Whether it is the funniest is debatable. But I did what I consider the “funniest” thing during my Middle School years.
It was the mango season, around March. After the dry winter, the mango trees put out satin leaves in coppery hues. Soon the mango flowers bloomed in pagoda stems. The bees buzzed around and pollinated. Tiny green mangoes started to show up among the cluster of cream colored flowers. The green mangoes became bigger and hung down on their stems. One was hanging at a distance within reach. Green mangoes are crisp and sour. When one bites into them, the sounrness makes one close eyes tightly. But when we were young, we looked forward to this experience.
But, the family dictum was not to pick them before they ripen. I thought hard about eating the mango without disobeying.
I was against disobeying. What am I to do?
In my juvenile mind, I found a way.
I was forbidden to pick the fruit. There was nothing against eating it.
I reached up to the mango and took one big bite out of it. In the immortal words of John Milton in “Paradise Lost”, when Eve ate the forbidden fruit, “Earth felt the wound”.

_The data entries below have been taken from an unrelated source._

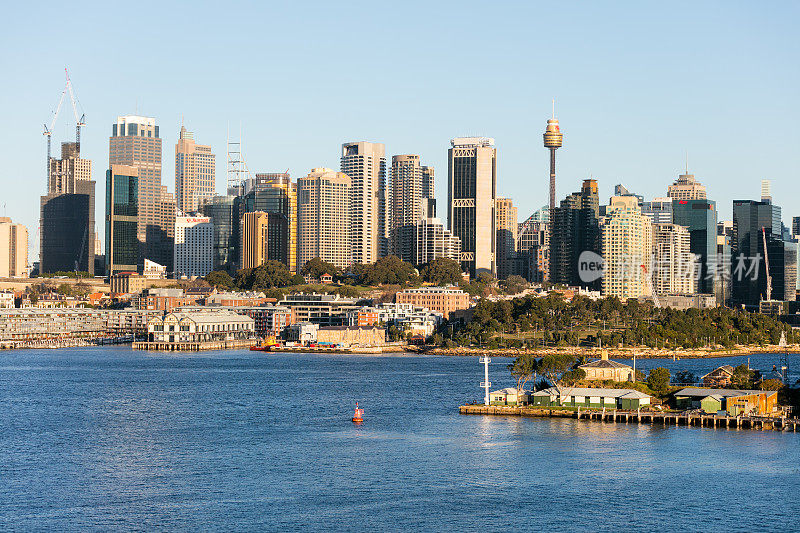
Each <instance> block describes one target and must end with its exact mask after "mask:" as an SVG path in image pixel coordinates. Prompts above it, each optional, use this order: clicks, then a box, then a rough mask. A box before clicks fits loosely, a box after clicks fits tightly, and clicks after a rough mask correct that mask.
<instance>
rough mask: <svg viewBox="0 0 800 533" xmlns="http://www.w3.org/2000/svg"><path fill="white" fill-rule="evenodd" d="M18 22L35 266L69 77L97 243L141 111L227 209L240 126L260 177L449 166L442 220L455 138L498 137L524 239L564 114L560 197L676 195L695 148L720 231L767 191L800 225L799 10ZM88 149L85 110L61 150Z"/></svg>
mask: <svg viewBox="0 0 800 533" xmlns="http://www.w3.org/2000/svg"><path fill="white" fill-rule="evenodd" d="M223 5H224V7H223ZM3 19H4V24H5V27H4V28H3V31H2V32H0V45H2V50H3V52H2V55H0V68H2V72H3V76H2V79H3V82H2V83H1V84H0V96H2V101H3V102H4V107H3V115H4V117H5V120H6V127H5V128H2V129H1V130H0V156H2V165H0V191H2V195H0V214H5V215H6V216H11V217H12V218H13V219H14V220H15V221H18V222H22V223H24V224H26V225H28V227H29V229H30V231H31V241H32V242H31V252H32V258H31V260H33V259H34V258H35V257H36V256H37V255H38V233H37V232H36V228H37V226H38V209H39V200H38V197H39V196H40V195H41V194H43V193H44V191H45V188H46V176H45V162H44V161H45V139H44V138H43V136H42V134H41V132H42V124H43V123H45V122H48V123H49V122H50V120H51V116H52V115H51V113H52V111H53V109H54V108H55V106H56V104H57V101H58V97H59V95H60V93H61V90H62V88H63V83H64V74H63V71H64V67H65V66H67V67H69V70H70V75H71V78H72V80H73V84H74V87H75V90H76V92H77V95H78V98H79V99H80V102H81V104H82V106H83V110H84V111H85V112H86V118H87V126H86V127H85V128H84V130H83V134H82V135H83V138H82V141H83V142H82V149H83V154H84V157H88V158H90V159H91V160H92V162H93V177H94V179H95V180H97V181H98V185H97V196H98V198H97V217H96V218H97V226H98V230H99V231H100V232H102V231H103V227H102V226H103V223H102V217H103V201H102V197H103V195H104V190H105V185H104V173H105V169H106V168H107V165H108V136H109V135H110V131H111V124H112V122H113V121H114V120H115V118H116V116H117V115H123V114H131V113H134V111H138V113H139V114H144V115H147V116H153V117H156V119H157V120H158V123H159V124H160V126H161V134H162V137H163V142H164V144H163V149H164V151H163V171H162V179H163V183H164V184H166V185H167V186H168V187H169V189H170V190H174V145H175V142H176V139H177V136H178V130H179V128H180V124H181V117H183V119H184V122H185V124H186V126H187V128H188V129H189V130H191V131H194V132H195V138H196V140H197V141H198V142H200V143H203V144H211V145H212V146H213V148H214V150H215V152H216V154H217V188H218V191H223V189H224V181H225V166H226V165H225V142H226V129H227V127H228V125H230V127H231V130H232V131H236V130H238V128H239V124H241V128H242V132H243V145H244V152H245V157H246V159H247V162H248V166H249V167H250V169H251V171H259V172H271V171H272V172H276V171H283V170H286V169H287V168H288V169H289V171H290V172H291V174H292V176H293V177H295V178H297V177H300V176H302V175H304V174H305V173H306V172H308V170H309V169H311V168H312V167H318V166H328V167H332V168H337V167H338V158H339V152H340V145H341V143H342V142H347V141H354V140H371V141H377V142H383V143H385V144H386V150H387V156H389V157H390V156H391V155H392V154H399V153H418V154H420V155H421V157H422V159H423V162H424V163H427V164H431V165H433V166H435V167H436V172H437V180H436V186H437V196H438V198H439V203H440V206H441V207H440V215H443V214H445V211H444V203H445V202H446V198H447V188H446V187H447V182H446V179H447V176H446V174H447V159H446V156H447V148H448V147H449V140H450V139H451V138H452V137H455V136H461V135H486V136H491V137H494V138H495V139H496V146H497V148H498V159H499V167H498V195H502V196H509V197H511V198H513V200H514V202H515V204H516V205H517V206H518V207H519V216H520V220H524V219H525V218H526V217H527V216H528V215H529V214H530V213H531V212H533V211H534V210H535V209H537V208H538V207H539V206H541V205H542V204H544V203H546V201H547V190H548V185H547V179H548V154H547V151H546V150H545V149H544V148H543V147H542V132H543V131H544V126H545V122H546V120H547V118H549V115H550V107H551V99H552V98H555V99H556V114H557V116H558V118H559V120H560V123H561V129H562V131H563V133H564V147H563V148H561V149H560V150H559V152H558V156H557V157H558V163H557V164H558V171H557V172H558V178H557V181H558V183H557V192H558V196H559V198H561V197H563V196H565V195H566V194H569V193H570V192H572V191H575V190H578V189H579V186H580V182H581V180H582V179H583V178H585V177H588V176H589V175H592V176H593V177H595V178H596V179H597V180H598V181H599V184H600V190H601V195H602V196H601V197H607V196H609V195H610V194H611V192H612V189H613V186H614V185H615V184H616V183H624V184H625V185H626V186H627V187H628V188H629V189H631V190H633V191H635V192H638V193H640V194H644V195H645V196H646V197H653V196H664V195H665V194H666V187H667V185H668V184H669V183H670V182H671V181H672V180H673V179H675V177H676V176H677V174H678V173H679V172H681V171H682V170H683V167H684V160H685V154H686V152H687V151H688V154H689V169H690V171H691V172H693V173H695V174H696V176H697V178H698V179H699V180H700V181H701V182H702V183H704V184H706V185H707V186H708V192H709V196H710V197H711V198H712V199H715V200H717V202H718V206H719V211H720V213H721V216H722V218H730V216H731V215H730V213H731V201H732V200H733V199H734V198H737V199H739V198H757V197H758V196H759V191H760V189H759V185H760V180H761V179H763V178H768V179H771V180H772V182H773V184H772V187H773V196H774V197H775V198H776V203H778V204H780V205H782V206H783V213H784V222H786V223H787V224H788V223H789V221H790V217H791V216H792V215H800V205H798V197H799V196H800V180H798V177H800V151H799V150H798V146H800V133H799V132H798V124H800V107H798V103H797V96H798V94H799V93H798V82H800V61H799V60H800V41H798V39H797V36H796V26H797V23H798V20H800V4H797V3H792V2H769V3H754V2H749V3H748V2H685V3H681V2H661V3H655V2H614V3H610V2H609V3H605V2H583V3H581V2H547V3H539V2H469V1H461V2H403V3H397V2H395V3H385V4H382V3H378V2H335V3H334V2H305V3H301V2H296V3H289V2H281V3H276V4H271V3H268V2H252V3H251V2H229V3H225V4H223V3H220V2H214V3H205V2H193V3H182V2H181V3H178V2H174V3H173V2H159V3H151V2H136V3H121V4H117V3H109V2H104V3H80V2H76V3H74V4H73V6H72V7H66V6H65V5H64V4H63V3H56V2H52V3H51V2H44V3H42V2H37V3H30V2H29V3H12V4H10V5H9V6H5V7H4V17H3ZM73 136H74V119H73V118H72V113H71V109H69V108H68V107H66V108H64V109H62V112H61V115H60V116H59V120H58V123H57V125H56V128H55V130H54V137H53V141H54V152H56V153H57V151H58V149H57V148H56V147H57V146H58V143H60V142H61V141H64V140H72V138H73Z"/></svg>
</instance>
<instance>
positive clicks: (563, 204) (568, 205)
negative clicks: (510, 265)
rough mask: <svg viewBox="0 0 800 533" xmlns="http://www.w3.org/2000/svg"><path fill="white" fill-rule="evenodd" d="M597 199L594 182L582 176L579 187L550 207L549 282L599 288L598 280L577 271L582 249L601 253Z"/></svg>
mask: <svg viewBox="0 0 800 533" xmlns="http://www.w3.org/2000/svg"><path fill="white" fill-rule="evenodd" d="M599 203H600V199H599V197H598V194H597V182H596V181H595V180H593V179H588V180H583V185H582V186H581V191H580V192H576V193H573V194H571V195H569V196H567V197H566V198H565V199H564V200H561V205H560V206H559V207H556V208H555V209H551V210H550V282H551V283H560V284H564V285H572V286H582V287H588V288H591V289H593V290H599V289H600V280H599V279H597V280H593V281H589V282H585V281H583V280H581V277H580V274H579V263H578V259H579V258H580V256H581V254H582V253H583V252H593V253H596V254H599V253H600V222H599V211H600V206H599Z"/></svg>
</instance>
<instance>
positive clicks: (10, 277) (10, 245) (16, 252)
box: [0, 217, 28, 278]
mask: <svg viewBox="0 0 800 533" xmlns="http://www.w3.org/2000/svg"><path fill="white" fill-rule="evenodd" d="M27 276H28V228H26V227H25V226H23V225H22V224H14V223H13V222H11V219H10V218H9V217H0V278H24V277H27Z"/></svg>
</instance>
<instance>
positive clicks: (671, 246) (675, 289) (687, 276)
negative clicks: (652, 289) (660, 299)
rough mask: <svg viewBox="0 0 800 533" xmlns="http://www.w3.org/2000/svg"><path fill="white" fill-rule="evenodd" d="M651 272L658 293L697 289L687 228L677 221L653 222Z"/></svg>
mask: <svg viewBox="0 0 800 533" xmlns="http://www.w3.org/2000/svg"><path fill="white" fill-rule="evenodd" d="M652 275H653V278H652V279H653V291H654V292H655V293H656V294H694V293H695V292H697V280H696V277H695V262H694V254H692V252H691V247H690V240H689V230H688V229H686V228H685V227H683V226H678V225H677V224H653V274H652Z"/></svg>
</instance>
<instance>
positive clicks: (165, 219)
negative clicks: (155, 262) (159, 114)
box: [108, 115, 176, 267]
mask: <svg viewBox="0 0 800 533" xmlns="http://www.w3.org/2000/svg"><path fill="white" fill-rule="evenodd" d="M108 162H109V165H128V166H131V167H135V168H136V169H137V172H138V180H139V215H138V217H139V218H138V222H137V228H136V236H137V238H138V240H139V242H140V243H141V250H140V259H139V260H138V262H139V263H141V262H142V260H143V258H147V259H150V260H152V261H155V262H157V263H160V264H162V265H167V266H168V267H169V266H171V263H172V256H173V253H172V241H171V235H172V233H173V231H174V228H175V209H176V205H175V198H174V197H173V196H172V195H171V194H169V193H168V192H167V188H166V187H165V186H163V185H161V136H160V132H159V127H158V126H157V125H156V121H155V119H154V118H150V117H143V116H138V115H127V116H121V117H117V122H116V123H114V124H113V125H112V126H111V137H110V138H109V153H108Z"/></svg>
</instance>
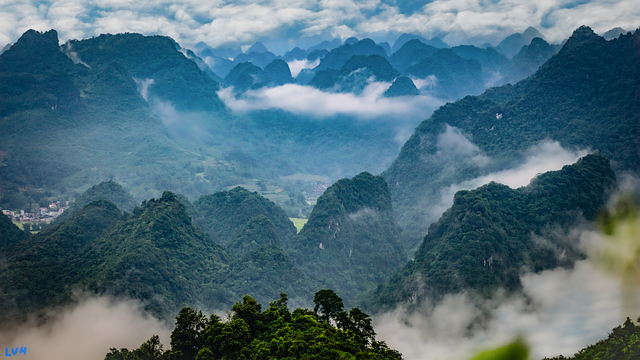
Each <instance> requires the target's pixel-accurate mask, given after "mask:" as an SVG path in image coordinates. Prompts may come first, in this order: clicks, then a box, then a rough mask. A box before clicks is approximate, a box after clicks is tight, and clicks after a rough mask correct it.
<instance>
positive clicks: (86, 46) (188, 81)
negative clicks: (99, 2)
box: [69, 34, 224, 111]
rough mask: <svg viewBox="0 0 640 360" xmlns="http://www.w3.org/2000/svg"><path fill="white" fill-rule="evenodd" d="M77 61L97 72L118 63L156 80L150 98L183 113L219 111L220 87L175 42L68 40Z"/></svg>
mask: <svg viewBox="0 0 640 360" xmlns="http://www.w3.org/2000/svg"><path fill="white" fill-rule="evenodd" d="M69 44H70V46H71V48H70V49H71V50H70V51H73V52H75V53H76V54H77V56H78V58H79V59H80V60H82V61H83V62H85V63H86V64H88V65H89V66H91V69H92V70H98V69H100V68H103V67H105V66H108V65H109V64H110V63H112V62H117V63H119V64H121V65H122V66H124V67H125V68H126V69H127V71H129V72H130V73H131V76H132V77H135V78H137V79H141V80H144V79H153V83H152V84H150V85H149V87H148V96H149V97H153V96H156V97H158V98H159V99H160V100H163V101H170V102H171V103H172V104H173V105H175V106H176V108H178V109H181V110H191V111H193V110H200V111H202V110H205V111H220V110H222V109H224V104H223V103H222V102H221V101H220V100H219V99H218V96H217V94H216V92H217V91H218V89H219V87H218V84H217V83H216V82H215V81H214V80H212V79H211V78H210V77H208V76H205V74H204V73H203V72H202V71H200V69H198V66H197V65H196V64H195V63H194V62H193V61H190V60H189V59H187V58H186V57H185V56H184V55H183V54H182V53H181V52H179V51H178V50H177V48H176V46H177V45H176V43H175V42H174V41H173V39H171V38H169V37H163V36H147V37H146V36H143V35H140V34H117V35H100V36H98V37H95V38H90V39H85V40H71V41H69Z"/></svg>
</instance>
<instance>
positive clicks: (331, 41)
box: [307, 38, 342, 53]
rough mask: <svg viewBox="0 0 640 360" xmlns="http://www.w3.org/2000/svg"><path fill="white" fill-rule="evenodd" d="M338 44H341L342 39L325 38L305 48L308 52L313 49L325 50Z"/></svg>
mask: <svg viewBox="0 0 640 360" xmlns="http://www.w3.org/2000/svg"><path fill="white" fill-rule="evenodd" d="M340 45H342V39H340V38H335V39H333V40H331V41H329V40H325V41H322V42H320V43H318V44H316V45H313V46H310V47H309V48H307V51H308V52H309V53H311V52H313V51H315V50H327V51H331V50H333V49H335V48H337V47H339V46H340Z"/></svg>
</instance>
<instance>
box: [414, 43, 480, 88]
mask: <svg viewBox="0 0 640 360" xmlns="http://www.w3.org/2000/svg"><path fill="white" fill-rule="evenodd" d="M404 73H405V75H410V76H414V77H417V78H421V79H426V78H427V77H428V76H430V75H434V76H435V77H436V79H437V81H436V85H435V87H434V89H433V90H432V91H433V93H434V94H435V95H436V96H438V97H440V98H442V99H446V100H455V99H460V98H461V97H463V96H464V95H468V94H480V93H481V92H482V91H483V90H484V84H483V82H482V66H481V65H480V63H479V62H478V61H477V60H474V59H463V58H461V57H460V56H458V55H457V54H456V53H455V52H454V51H453V50H451V49H439V50H438V51H436V52H435V53H434V54H433V55H431V56H430V57H428V58H424V59H422V60H421V61H420V62H419V63H417V64H415V65H412V66H411V67H409V68H407V70H406V71H405V72H404Z"/></svg>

I left the half eaten fruit on its stem.
I never told the tale. Birds or squirrels were naturally blamed for the condition of the mutilated mango.
But, nature took her revenge. The acidic juice of the green mango left its burn mark above my lips. It stayed there for a few days. No one interrogated me about it. It went to oblivion like a lot of my bruises.
Alas, the mango itself stayed stunted without ever reaching full growth and ripeness. It could not fulfill its hope of sweetness which was its due. It remained a mute reminder of my perfidy.